John J. Miller does an excellent job encapsulating the problems many have with Dan Brown’s runaway bestseller The Da Vinci Code.

I have to say this about the book’s popularity. I read it in doctors’ waiting rooms while recovering from a broken hand, and several people spoke to me enthusiastically about it, including my doctor. It was as if I had joined a mystical club. The book was a page-turner, no doubt, but I was not nearly as impressed with it as everyone else seemed to be.

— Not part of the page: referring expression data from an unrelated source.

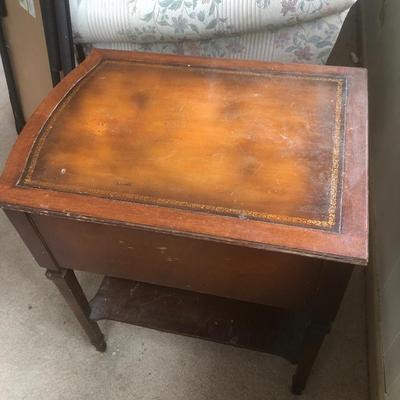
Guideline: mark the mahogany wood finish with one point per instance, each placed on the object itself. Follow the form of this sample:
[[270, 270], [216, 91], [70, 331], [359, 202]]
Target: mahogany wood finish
[[242, 180], [69, 287], [236, 323]]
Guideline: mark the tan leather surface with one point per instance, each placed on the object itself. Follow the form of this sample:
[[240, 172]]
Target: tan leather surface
[[254, 145]]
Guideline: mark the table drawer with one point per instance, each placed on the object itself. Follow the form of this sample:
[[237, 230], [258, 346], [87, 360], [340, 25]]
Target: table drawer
[[203, 266]]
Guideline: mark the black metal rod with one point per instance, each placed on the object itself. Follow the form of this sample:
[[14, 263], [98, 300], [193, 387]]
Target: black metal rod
[[51, 36], [12, 88], [65, 38]]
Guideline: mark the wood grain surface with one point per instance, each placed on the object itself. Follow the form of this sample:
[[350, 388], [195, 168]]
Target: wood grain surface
[[262, 155]]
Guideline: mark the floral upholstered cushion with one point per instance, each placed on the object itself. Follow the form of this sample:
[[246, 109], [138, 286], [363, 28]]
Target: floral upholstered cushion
[[281, 30]]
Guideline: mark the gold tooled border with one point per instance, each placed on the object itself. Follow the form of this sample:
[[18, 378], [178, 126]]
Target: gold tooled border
[[329, 223]]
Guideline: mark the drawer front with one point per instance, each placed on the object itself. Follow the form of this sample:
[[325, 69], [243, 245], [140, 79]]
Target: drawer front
[[204, 266]]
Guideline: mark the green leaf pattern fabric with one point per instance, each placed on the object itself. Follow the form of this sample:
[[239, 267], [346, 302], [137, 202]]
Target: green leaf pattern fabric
[[279, 30]]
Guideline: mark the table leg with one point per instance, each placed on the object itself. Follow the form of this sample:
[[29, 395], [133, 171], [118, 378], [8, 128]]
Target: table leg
[[325, 305], [69, 287]]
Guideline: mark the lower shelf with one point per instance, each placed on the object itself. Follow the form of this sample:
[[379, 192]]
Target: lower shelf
[[226, 321]]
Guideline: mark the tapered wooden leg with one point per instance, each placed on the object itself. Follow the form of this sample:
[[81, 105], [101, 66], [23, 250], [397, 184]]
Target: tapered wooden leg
[[325, 305], [68, 285]]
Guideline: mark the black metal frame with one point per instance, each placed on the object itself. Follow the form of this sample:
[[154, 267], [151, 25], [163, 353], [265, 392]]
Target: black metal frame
[[57, 27], [8, 71]]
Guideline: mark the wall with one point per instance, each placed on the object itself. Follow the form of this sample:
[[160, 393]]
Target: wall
[[382, 33], [28, 54]]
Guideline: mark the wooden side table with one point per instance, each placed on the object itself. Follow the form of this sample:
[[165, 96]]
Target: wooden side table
[[221, 199]]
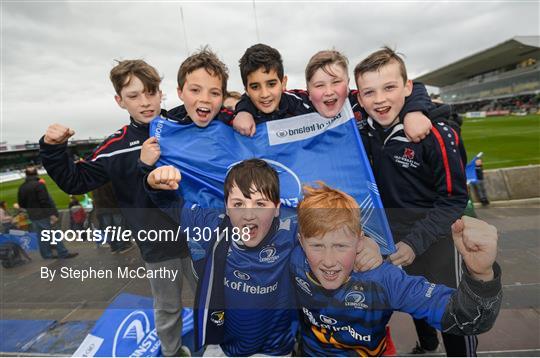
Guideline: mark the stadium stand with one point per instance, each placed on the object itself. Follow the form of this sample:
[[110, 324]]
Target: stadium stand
[[502, 79]]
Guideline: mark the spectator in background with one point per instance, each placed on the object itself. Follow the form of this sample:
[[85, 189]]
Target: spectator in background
[[20, 220], [34, 197], [478, 185], [6, 220], [77, 214], [108, 214], [231, 99]]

The book read like a Hardy Boys novel with occultic overtones. I think anyone who took any class under NC State’s Dr. Tom Hester would stay ahead of it. I realized most of the answers to the clues before the narrative revealed them. The narrative was on about an 8th-grade level and the chapters were very small. It was a quick read, but that’s not to say it wasn’t interesting, and the very ending had a nice twist to it.

It should not surprise that Brown fabricates much of the key elements in the book. It is, after all, a work of fiction. After all, it’s a time-worn fictional device to claim that all the facts presented are true (see, for example, Gaston Leroux’s prologue to The Phantom of the Opera, or the Coen Bros.’ introduction to “Fargo”).

Those of you who liked this book, I highly recommend Foucault’s Pedulum by Umberto Eco. The book is about 15 years old now, but it is everything that is interesting about The Da Vinci Code, squared. The Templars figure highly in this book, too, but it touches on (and traces links between) secret societies across the world. Be warned: the reading level is collegiate, the chapters span more than three pages apiece, there are Latin and French quotations aplenty, and the book is about three times as long. In my opinion, it was by far a more engrossing read.